7. We will hit the “tipping point” in 2010: The strides that the industry has taken in 2009 were tremendous on several accounts:

  • High growth in the industry (considering the economy)
  • Ad-based network revenues were up
  • Mergers and acquisitions were at reasonable numbers that actually made sense
  • Investment was significant even in a down economy
  • The Digital Signage Association hit 400 members and now has clout.
  • Education has been excellent at the industry events
  • More agency and brand acceptance (because of the economy)
  • OVAB Standards are accepted by agencies and are here to stay.

8. Large-scale 2010 projects will be at an all-time high: There are significant number of RFPs and large projects that are slated for 2010 because the digital signage and DOOH industry is learning what works and what doesn’t.

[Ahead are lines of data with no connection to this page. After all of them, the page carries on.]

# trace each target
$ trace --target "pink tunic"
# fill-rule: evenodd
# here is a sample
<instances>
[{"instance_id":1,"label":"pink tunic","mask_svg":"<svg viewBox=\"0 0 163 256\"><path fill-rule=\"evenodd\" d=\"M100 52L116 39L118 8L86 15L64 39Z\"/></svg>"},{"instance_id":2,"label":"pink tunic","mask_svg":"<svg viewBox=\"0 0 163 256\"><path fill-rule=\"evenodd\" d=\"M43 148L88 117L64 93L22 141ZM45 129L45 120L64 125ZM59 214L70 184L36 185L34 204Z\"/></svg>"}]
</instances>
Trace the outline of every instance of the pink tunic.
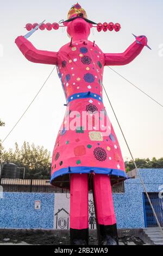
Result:
<instances>
[{"instance_id":1,"label":"pink tunic","mask_svg":"<svg viewBox=\"0 0 163 256\"><path fill-rule=\"evenodd\" d=\"M141 42L141 44L140 43ZM70 187L70 174L109 175L112 183L127 178L118 140L103 102L104 65L126 65L147 45L137 36L122 53L105 53L93 42L79 40L58 52L39 50L23 36L15 42L30 61L57 65L66 110L53 153L52 184Z\"/></svg>"},{"instance_id":2,"label":"pink tunic","mask_svg":"<svg viewBox=\"0 0 163 256\"><path fill-rule=\"evenodd\" d=\"M53 153L51 182L61 175L68 180L65 174L71 173L126 178L119 143L103 102L104 53L92 42L80 40L62 47L58 59L67 105Z\"/></svg>"}]
</instances>

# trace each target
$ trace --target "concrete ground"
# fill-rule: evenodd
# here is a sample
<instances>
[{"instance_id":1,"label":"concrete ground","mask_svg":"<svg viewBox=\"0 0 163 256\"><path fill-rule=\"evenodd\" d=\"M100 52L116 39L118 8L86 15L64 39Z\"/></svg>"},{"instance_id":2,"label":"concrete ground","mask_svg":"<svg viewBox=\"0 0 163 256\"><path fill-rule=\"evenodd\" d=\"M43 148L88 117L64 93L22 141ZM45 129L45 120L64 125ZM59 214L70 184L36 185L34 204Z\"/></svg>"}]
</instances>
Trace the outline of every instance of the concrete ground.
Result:
<instances>
[{"instance_id":1,"label":"concrete ground","mask_svg":"<svg viewBox=\"0 0 163 256\"><path fill-rule=\"evenodd\" d=\"M145 245L142 230L119 230L120 245ZM89 245L97 245L96 230L89 233ZM69 245L68 230L0 229L0 245Z\"/></svg>"}]
</instances>

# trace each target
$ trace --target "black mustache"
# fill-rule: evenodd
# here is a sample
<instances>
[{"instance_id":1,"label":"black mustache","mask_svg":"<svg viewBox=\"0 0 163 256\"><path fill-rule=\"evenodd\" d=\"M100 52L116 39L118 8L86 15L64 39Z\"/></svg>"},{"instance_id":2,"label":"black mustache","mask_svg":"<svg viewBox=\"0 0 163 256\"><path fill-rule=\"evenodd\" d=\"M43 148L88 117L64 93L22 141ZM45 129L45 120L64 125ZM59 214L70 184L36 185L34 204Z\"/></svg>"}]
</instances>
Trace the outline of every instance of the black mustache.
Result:
<instances>
[{"instance_id":1,"label":"black mustache","mask_svg":"<svg viewBox=\"0 0 163 256\"><path fill-rule=\"evenodd\" d=\"M87 19L84 18L83 17L80 17L80 16L77 16L77 17L73 17L73 18L69 19L69 20L67 20L66 21L64 21L63 20L61 20L60 21L59 21L59 23L61 24L64 22L70 22L70 21L72 21L74 20L76 20L76 19L83 19L83 20L85 20L88 23L90 23L91 24L94 24L95 25L97 25L97 23L94 22L93 21L90 21L90 20L88 20Z\"/></svg>"}]
</instances>

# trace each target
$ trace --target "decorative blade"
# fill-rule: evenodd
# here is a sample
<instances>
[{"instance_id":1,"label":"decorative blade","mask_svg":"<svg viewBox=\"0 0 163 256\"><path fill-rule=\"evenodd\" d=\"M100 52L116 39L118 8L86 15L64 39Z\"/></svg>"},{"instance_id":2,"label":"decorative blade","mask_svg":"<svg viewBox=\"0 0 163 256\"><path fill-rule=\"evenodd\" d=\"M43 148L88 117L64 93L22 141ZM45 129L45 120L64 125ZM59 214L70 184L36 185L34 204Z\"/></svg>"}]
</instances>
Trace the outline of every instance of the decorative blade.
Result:
<instances>
[{"instance_id":1,"label":"decorative blade","mask_svg":"<svg viewBox=\"0 0 163 256\"><path fill-rule=\"evenodd\" d=\"M147 45L146 46L147 48L149 48L149 49L152 50L151 48L149 46L149 45Z\"/></svg>"},{"instance_id":2,"label":"decorative blade","mask_svg":"<svg viewBox=\"0 0 163 256\"><path fill-rule=\"evenodd\" d=\"M45 22L45 21L46 21L46 20L45 20L43 21L42 21L42 22L40 23L40 24L39 24L39 25L36 26L36 27L35 27L34 28L32 29L31 31L29 31L29 32L27 33L27 34L26 34L25 35L24 35L24 38L26 38L26 39L27 39L27 38L29 38L29 36L30 36L34 32L35 32L35 31L36 31L36 30L37 30L39 28L40 26L42 25L42 24L43 24L43 22Z\"/></svg>"},{"instance_id":3,"label":"decorative blade","mask_svg":"<svg viewBox=\"0 0 163 256\"><path fill-rule=\"evenodd\" d=\"M136 40L136 42L137 44L139 44L140 45L142 45L142 43L141 43L140 41L138 41L137 40Z\"/></svg>"},{"instance_id":4,"label":"decorative blade","mask_svg":"<svg viewBox=\"0 0 163 256\"><path fill-rule=\"evenodd\" d=\"M134 36L135 38L137 38L136 35L134 35L134 34L133 34L133 33L132 33L132 35L134 35Z\"/></svg>"}]
</instances>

In some networks, what’s working is all about the eyeballs. In others it is about the sales lift, and for others it is about information, among other things.

9. More mergers and acquisitions and more investment into the space: Money generally follows the sound proven business models. Consolidation through mergers and new investment will be one of the hottest trends in 2010. With less than a million screens penetrated into the marketplace, DOOH made news on every venture capitalist’s and investment banker’s desk in 2009 and media companies such as TV and internet will look to digital signage as a new horizon. The funds for this media growth are going to be divided between mobile and digital signage as these two new mediums battle for attention.

10. Growth in ad-based networks and shift in ad dollars: The shift in ad dollars – which was in Kelsen’s 2009 top-10 trends – is still relevant for 2010. The success of ad networks in 2009 (brands looking to reach the consumer in more relevant ways) was significant and 2010 will find more networks being built to service the appropriate markets. Expanding networks are finding that the business models they worked so hard on refining are going to pay off with viable profitable companies in 2010. This, in combination with past success, will help new networks spring up and ad dollars flow.

Finally, the cost of building networks is way down. To build the same network that was built in 2005-2006 – including the experimental business models, mistakes, and software and gear – is far less than half of the original investment, Kelsen noted.